More unboxing. It includes a CR2032 coin cell in the box. Handy when the product line’s premise is ultra low power. It includes two usb cables, one mini, one micro. What the hell. why are you using mixed connectors?! (One for debug, one for user, similar to the original STM32F4 discovery)
Nice looking board, nice screen. Factory demo software is space invaders! Nice demo of touch buttons, physical buttons and the screen. Startup screen shows the debugger state as well. Expansion header seems to have a full silkscreen with correct positioning. Debug connector for connecting your own debug hardware is the full ARM Cortex with trace header, 2×10@1.27mm pitch. This is somewhat unusual, I’ve never had one that broke out the full ETM pins.

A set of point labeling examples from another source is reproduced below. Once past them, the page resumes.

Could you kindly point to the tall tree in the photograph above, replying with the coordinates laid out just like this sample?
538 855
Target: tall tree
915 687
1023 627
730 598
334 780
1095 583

The kit user guide implies that there’s a USB flash drive in the box, containing simplicity studio. Thankfully that’s not the case. That would have been really wasteful. (Yes, yes, helpful for some people with shitty internet, but incredibly wasteful for everyone else)
The onboard JLink OB also presents a mass storage device, with a (broken) mbed link, a link to the starter kit’s home page, and a link to simplicity studio’s homepage. Rather shitty filenames, but I guess that helped someone’s day :) Bit lame about the mbed link not working though. It looks like something that mbed setup to be permanent, but someone overlooked somewhere: http://mbed.org/device/?code=200501120000B7A4D74B847B (Update: It might actually work, but mbed’s website was hacked at the time of writing….)
The rest of the kit user guide doc is rather sparse, (to be polite) simply containing some screenshots of how to run demos and get more information from within Simplicity studio. The kit home page does have a link to download the schematics though, that’s nice.